Non chiamatele “pensioni anticipate”. Con un ritardo notevole sulla tabella di marcia (dovevano partire lo scorso maggio), da quest’anno sono a disposizione dei contribuenti italiani due novità: l’anticipo pensionistico volontario (Ape) e la rendita integrativa temporanea anticipata (Rita). Si tratta di due strumenti concepiti per ammorbidire le rigidità della legge Fornero aumentando la flessibilità in uscita, ma la loro convenienza è quantomeno dubbia.

 

 

Perché si possa parlare di “pensione anticipata” deve essere previsto uno sconto sui requisiti per accedere all’assegno previdenziale, cioè una riduzione dell’età pensionabile o degli anni di contributi da accumulare.

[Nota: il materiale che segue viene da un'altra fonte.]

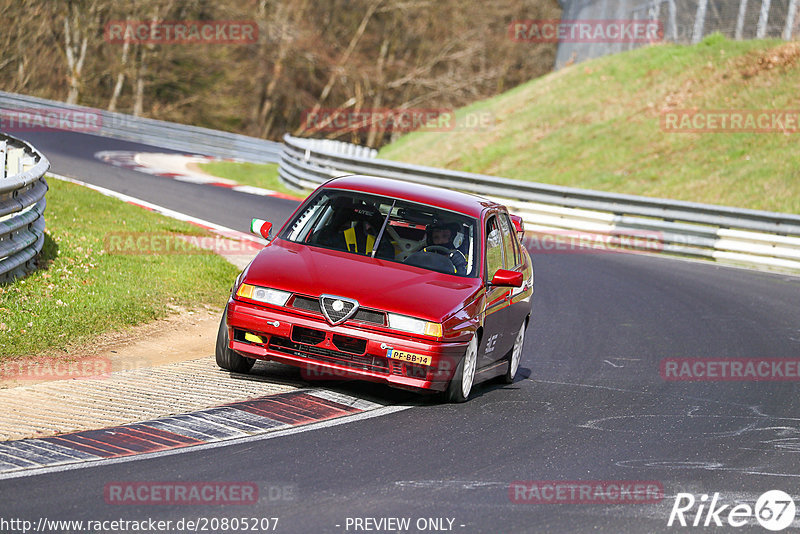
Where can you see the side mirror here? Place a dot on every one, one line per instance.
(504, 277)
(261, 228)
(518, 223)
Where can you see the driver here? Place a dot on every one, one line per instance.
(442, 235)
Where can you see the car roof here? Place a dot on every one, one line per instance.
(433, 196)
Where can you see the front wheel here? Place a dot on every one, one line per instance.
(226, 358)
(461, 384)
(515, 355)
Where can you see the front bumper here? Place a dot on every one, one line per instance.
(346, 351)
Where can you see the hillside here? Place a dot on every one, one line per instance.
(598, 125)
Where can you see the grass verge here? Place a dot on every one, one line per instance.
(597, 125)
(83, 290)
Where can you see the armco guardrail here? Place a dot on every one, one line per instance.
(684, 228)
(22, 204)
(181, 137)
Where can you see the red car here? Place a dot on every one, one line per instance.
(375, 279)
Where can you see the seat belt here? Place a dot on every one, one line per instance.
(350, 239)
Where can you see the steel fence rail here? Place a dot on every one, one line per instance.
(22, 205)
(18, 109)
(751, 237)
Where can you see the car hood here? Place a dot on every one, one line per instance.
(374, 283)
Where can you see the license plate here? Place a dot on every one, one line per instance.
(409, 357)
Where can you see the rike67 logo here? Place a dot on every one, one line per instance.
(774, 510)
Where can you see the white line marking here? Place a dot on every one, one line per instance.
(206, 446)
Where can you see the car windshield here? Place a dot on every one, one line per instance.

L’Ape volontario e la Rita non comportano nulla di tutto ciò. È vero, sono due forme di reddito-ponte pensate per accompagnare il lavoratore fino alla maturazione dei requisiti per la pensione di vecchiaia. Ma a pagare non è lo Stato, bensì il contribuente stesso, che di fatto si auto-finanzia.

 

Dell’anticipo pensionistico su base volontaria - in sostanza, un prestito bancario assicurato da restituire in 20 anni con una decurtazione della pensione - abbiamo già parlato diffusamente in altri articoli. Stavolta vediamo come funziona la Rita e quali rischi corre chi la sceglie.

 

Innanzitutto, non è una possibilità aperta a tutti, ma solo a chi ha versato soldi in un fondo di previdenza complementare per almeno cinque anni. Funziona così: il contribuente incassa ogni mese una parte dei risparmi che aveva messo da parte per la pensione integrativa e vive con quei soldi finché non raggiunge l’età richiesta per la pensione vera e propria (al momento l’asticella è a 66 anni e 7 mesi, ma dal 2019 salirà per tutti a 67 anni).

 

Diversamente da quanto accade con l’Ape volontario, le persone che incassano la Rita non possono continuare a lavorare. Per chi è disoccupato da meno di due anni, la rendita può durare al massimo cinque anni (perciò l’età minima richiesta è di 61 anni e 7 mesi, che saliranno a 62 dal primo gennaio 2019). Per chi invece non lavora da più di due anni, la Rita può durare fino a un decennio (di conseguenza l’età minima scende a 56 anni e 7 mesi, che diventeranno 57 dal 2019).

 

L’unico vero vantaggio è sul fronte fiscale. Alla Rita si applica infatti una ritenuta agevolata del 15%, che scende di un ulteriore 0,30% per ogni anno di partecipazione al fondo pensione oltre il 15esimo, fino a un’aliquota minima del 9%.

 

Il punto dolente riguarda i costi, che non sono fissi. Il contribuente può scegliere se utilizzare tutto o parte del capitale accumulato con la previdenza integrativa a seconda di quanto vuole ricevere ogni mese, ma chi aspira a un assegno uguale o simile all’ultimo stipendio sarà costretto a spendere molto. Secondo la società di consulenza Aon Hewitt, in media servono otto anni di versamenti al fondo previdenziale per pagarsi un anno di Rita. Il conto sale a 16 e 22 anni di iscrizione per finanziare anticipi di due e tre anni.

 

Il rischio è evidente: consumare facilmente i risparmi accumulati con la previdenza integrativa e in questo modo ridurre di parecchio (o addirittura azzerare) la pensione complementare a cui si avrà diritto una volta maturati i requisiti per il trattamento di vecchiaia. In altri termini, la Rita contrasta con le finalità della previdenza integrativa, il cui scopo è appunto integrare la pensione pubblica. Che spesso da sola non basta ad arrivare alla fine del mese.